2006 OPEN FORUM Abstracts
TOBACCO DEPENDENCE AND TREATMENT: AN EVALUATION AND REVIEW OF MOST RECENT STUDIES
Thomas John, Ph.D., RRT,
Tennessee State University, Nashville, Tennessee
Background: The effects of smoking result in approximately 440, 000 deaths annually, with a cost of over $100 billion. Cigarette smoking continues as a cause for serious health consequences and early death in Americans. As tobacco dependency is growing, smokers need a multifactorial treatment program to help stop smoking.
Methods: Several recent articles related to tobacco dependence and treatments were identified using Medline and pubMed databases. Findings of the studies are summarized.

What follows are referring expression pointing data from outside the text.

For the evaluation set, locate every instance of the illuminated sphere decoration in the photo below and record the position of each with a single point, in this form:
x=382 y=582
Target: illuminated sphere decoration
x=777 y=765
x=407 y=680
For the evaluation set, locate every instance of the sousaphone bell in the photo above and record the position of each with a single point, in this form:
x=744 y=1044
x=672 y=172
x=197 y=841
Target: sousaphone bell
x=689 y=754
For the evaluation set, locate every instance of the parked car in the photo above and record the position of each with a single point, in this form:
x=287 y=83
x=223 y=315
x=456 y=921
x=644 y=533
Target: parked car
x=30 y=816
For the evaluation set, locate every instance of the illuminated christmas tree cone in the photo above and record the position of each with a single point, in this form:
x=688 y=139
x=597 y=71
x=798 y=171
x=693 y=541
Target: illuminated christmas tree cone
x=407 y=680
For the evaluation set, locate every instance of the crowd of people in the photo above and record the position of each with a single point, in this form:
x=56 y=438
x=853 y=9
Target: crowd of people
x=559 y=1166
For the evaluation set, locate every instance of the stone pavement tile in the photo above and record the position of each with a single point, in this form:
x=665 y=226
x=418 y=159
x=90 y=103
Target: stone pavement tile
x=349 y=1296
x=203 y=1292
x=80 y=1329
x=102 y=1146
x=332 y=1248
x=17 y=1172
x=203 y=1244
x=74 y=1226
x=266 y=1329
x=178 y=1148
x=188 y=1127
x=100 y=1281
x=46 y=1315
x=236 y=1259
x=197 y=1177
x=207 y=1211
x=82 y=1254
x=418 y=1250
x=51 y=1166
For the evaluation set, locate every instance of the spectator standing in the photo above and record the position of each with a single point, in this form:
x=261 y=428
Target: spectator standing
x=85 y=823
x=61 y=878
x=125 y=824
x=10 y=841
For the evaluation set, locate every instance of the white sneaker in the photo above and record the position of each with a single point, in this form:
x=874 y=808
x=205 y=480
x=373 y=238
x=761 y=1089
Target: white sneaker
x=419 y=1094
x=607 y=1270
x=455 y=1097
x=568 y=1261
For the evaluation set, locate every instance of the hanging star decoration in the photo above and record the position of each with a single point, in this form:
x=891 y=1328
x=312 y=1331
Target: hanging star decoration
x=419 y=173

Results: Bars et al (2006) tested the hypothesis that the number of cigarettes smoked per day determines the severity of tobacco dependence and consequently provides a way to give more effective, individualized pharmacotherapy, i.e., individualizing treatment based on disease severity. Their study concluded that increasing combinations of medications according to personal history (i.e., the number of cigarettes smoked daily) would improve abstinence rates. Every enrollee in the study received the same ongoing evaluation, education, advice and support. This tobacco dependency treatment program was effective, safe with continuous abstinence rates exceeding most other published studies. Fabio et al reported (2006) that treatment with cognitive behavior therapy (CBT) + bupropion resulted in a better 6 month rate of smoking cessation compared to CBT + nortriptyline or CBT + placebo. Abdullah et al reviewed (2006) other effective smoking cessation intervention studies. All the reported studies demonstrate the effectiveness of various smoking cessation interventions. A statistically significant percentage of subjects quit smoking by behavioral therapy (advice, counseling). Older smokers (age ≥ 40) reported a higher quit rate (25%) compared with younger smokers (age < 40; 17%) when they used transdermal nicotine. Nicotine replacement therapy (NRT) is most widely used to aid smoking cessation. NRT is available as patch and gum systems; prescriptions are required for inhaler, nasal spray and lozenges. Sustained release bupropion is a second controller medication. Individualizing and tailoring medication combinations and doses improve tobacco dependence treatment effectiveness. Other options include the 5 A's approach (Ask, Advise, Assess, Assist and Arrange). Many people find it difficult to quit smoking. Approximately 70% of smokers having made at least one unsuccessful attempt to quit smoking. Even though such initial failures are disappointing, the individuals concerned could succeed later with the help of proper counseling and treatment modalities.
Conclusion: Quit smoking and abstinence rates can be improved by appropriate interventions. Respiratory Therapists and other health care professionals should prepare themselves to provide smoking cessation service to each smoker they encounter.